A la retraite depuis quelques années, il continue pour son plaisir et le mien, à restaurer, à construire de belles choses lorsque nous en avons besoin.
Il fait quelquefois des miracles, armoire vermoulue ou fauteuil grignoté …. offrant son travail pour le plaisir.
et j’aime le temps qui s’arrête dans son atelier.
Il travaille pour nous, les dames de l’atelier du jeudi, il est membre à part entière de notre petit club, nous fabricant gabarits ou tête de bois pour nos ouvrages,
aujourd’hui il nous a fait l’indispensable …. vous reconnaissez ?
Il est là l’immense métier … pour les quilting days …
Il y a des jours où l’on a envie d’oublier les aiguilles pour se servir d’un ciseau …… à bois.
C’est en l’an de grâce 1963 du siècle dernier que je vînt au monde. 1963 … même pas 20 ans après la deuxième guerre mondiale. Je n’en ai jamais eu conscience, cela me semblait une éternité, et pourtant, lorsque je regarde ma vie, vingt ans en arrière c’était hier.

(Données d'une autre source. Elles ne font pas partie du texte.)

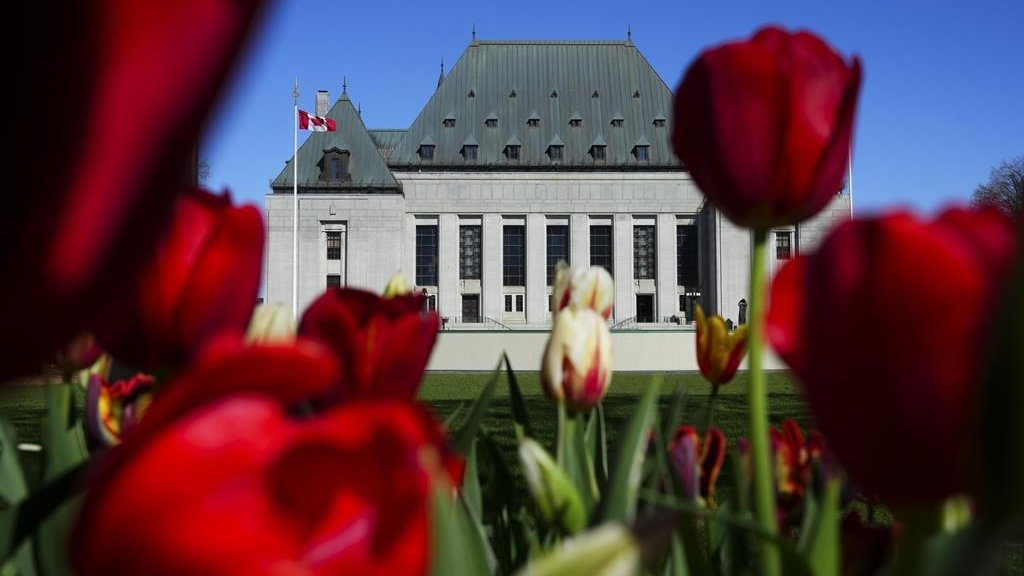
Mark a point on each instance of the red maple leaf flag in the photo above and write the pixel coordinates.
(315, 123)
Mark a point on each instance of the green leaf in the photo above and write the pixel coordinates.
(620, 501)
(463, 439)
(1000, 441)
(819, 535)
(454, 416)
(597, 438)
(64, 449)
(520, 416)
(12, 490)
(456, 544)
(471, 485)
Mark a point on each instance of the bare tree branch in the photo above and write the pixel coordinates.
(1005, 189)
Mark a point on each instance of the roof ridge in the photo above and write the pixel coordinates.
(555, 42)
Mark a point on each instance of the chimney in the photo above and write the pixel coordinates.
(323, 103)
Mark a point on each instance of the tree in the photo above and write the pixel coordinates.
(1005, 189)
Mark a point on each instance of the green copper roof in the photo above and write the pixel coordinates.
(367, 165)
(552, 82)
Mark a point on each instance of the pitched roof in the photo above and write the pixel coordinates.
(595, 81)
(366, 165)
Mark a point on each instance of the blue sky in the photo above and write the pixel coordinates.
(939, 108)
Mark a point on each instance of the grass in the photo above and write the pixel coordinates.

Je fais donc partie d’une génération, qui a vécu avec la résistance française comme modèle, et la peur au ventre que ça recommence.
J’ai vécu avec les progrès de la technologie, et avec la conquête de l’espace. Je me souviens de Rémi et Colette. J’ai fêté à l’école communale la fin du guerre du Vietnam, j’ai pleuré sur les enfants du Biafra, pendant que ma soeur pleurait dans sa blouse de vichy rose, dans cette maternelle où elle était si mal. Je me souviens de mai 1968 parce que mon père était à la maison et que ce n’était pas des vacances. Je me souviens quand le mercredi était un jeudi.
Je me souviens de mon premier chat, mademoiselle Zouzou, grise comme l’héroïne des marionnettes d’animation de l’Ortf. Je me souviens du western du dimanche soir, je me souviens que le film sur l’unique chaîne de TV était à 20h00. Je me souviens …
Je me souviens des premières ventes par correspondance où les amies de ma grand mère commandaient aux Trois Suisses en une simple lettre, « je voudrai la même chose que ma voisine madame Untel », et recevaient la bonne commande en contre remboursement.
Je me souviens aussi des années collèges, protégée du monde dans un uniforme bleu marine. Je me souviens du premier choc pétrolier, je me souviens des fastueuses soirées où mes parents étaient conviés d’un temps où les entreprises nationales et privés avaient les moyens. Je me souviens de Pif Gadget, bonheur de la semaine et des 100 idées que j’attendais chaque mois avec impatience.
Je me souviens du bicentenaire des Etats Unis avec la France à l’heure américaine.
Je me souviens de soirées télévisées avec Marithie et Gilbert Carpentier ….. ou de Sue Elen et Jr apportant à la populace un rêve de faste et de gloire. Je me souviens de fêtes fantastiques toute la famille réunie pour un oui pour un non devant un gigantesque méchoui dans un terrain qui n’était pas encore Les Léonides. Je me souviens de baptèmes, de mariages, d’anniversaires, et de communions, d’un temps ou nous habitions pas tous éloignés les uns des autres, parce que le bassin d’emploi existait.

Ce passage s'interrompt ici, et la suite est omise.